Announcement

Collapse
No announcement yet.
X
  • Filter
  • Time
  • Show
Clear All
new posts

  • Rename active dataset in a program without saving it

    I'm just writing an ado file doing data mangement tasks which generates two new variables. For different reasons the active data file has to be saved inbetween, which is done using tempfile, in order to make no changes at the users' data and environment. Because of this, the active dataset has tempfile names and save locations at the end of my ado file. But I want it to have the same name as it had when the user applied the ado file (much the same as if she had used the "generate"-command. I do not want to implement a "save"-command into the program, because I do not know if the user made changes before applying the ado file which are not to be saved under the original file name.
    I just want the data set to have the same name as before executing the ado file, leaving it to the user to save or not to save.
    I did not find any hint in the documentation or with findit or google how this might be done. Did I just overlook a stata command or option? Has someone an idea how this could be done?

  • #2
    To be honest, I do not fully get it. It sounds like you want to create (two) new variables and not make changes to (user's) datset at the same time, which is impossible.

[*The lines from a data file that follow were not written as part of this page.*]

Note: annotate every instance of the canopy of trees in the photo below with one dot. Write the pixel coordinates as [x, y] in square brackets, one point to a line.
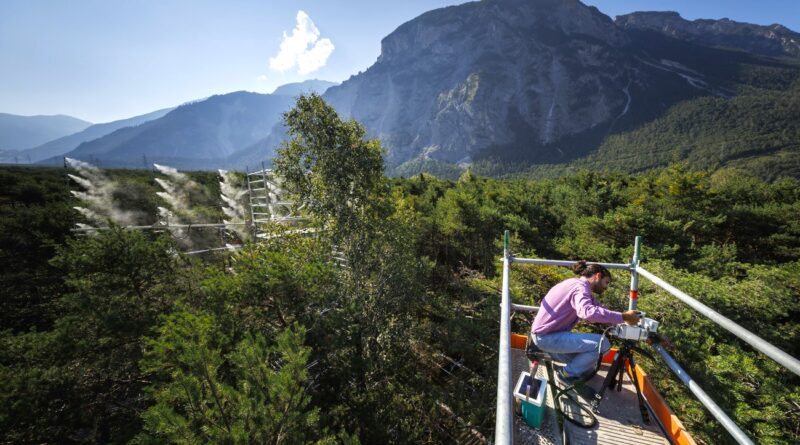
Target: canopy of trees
[382, 326]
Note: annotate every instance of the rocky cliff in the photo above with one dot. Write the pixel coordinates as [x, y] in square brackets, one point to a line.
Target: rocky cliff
[773, 40]
[536, 80]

Have you looked at preserve?

    Could tell us more about the "different reasons" the datafile has to be saved?

    Also

    because I do not know if the user made changes before applying the ado file
    You can look at c(changed), which will (partly) answer this questions.

    Best
    Daniel
    Last edited by daniel klein; 02 Mar 2015, 07:07.

    Comment


    • #3
      This isn't really clear to me (like Daniel) but preserve .. restore leaves the dataset as it was.

      If you want to create new variables leaving the original dataset unchanged I would save to a different file while under the aegis of preserve or shunt that stuff somewhere else using postfile. I would export identifiers or other variables allowing the new stuff to be merged back in

      Comment


      • #4
        Hello daniel,

        I know that I change the data file in the memory, but I want to leave it to the user, if she wants to save the changes including the new variables to the disk or not. Therefore I need a way to only change the name of the active dataset in memory back to the name that dataset had before my ado file was executed.
        One of the reasons for temporary data saving is that I want to use just the involved variables for the transformations, because this makes it quicker when using very large data sets.

        Greetings, Klaudia

        Comment


        • #5
          but I want to leave it to the user, if she wants to save the changes including the new variables to the disk or not
          Well if it is up to the user, then I really do not see why you opt against a save() option? Maybe a generate() option would do?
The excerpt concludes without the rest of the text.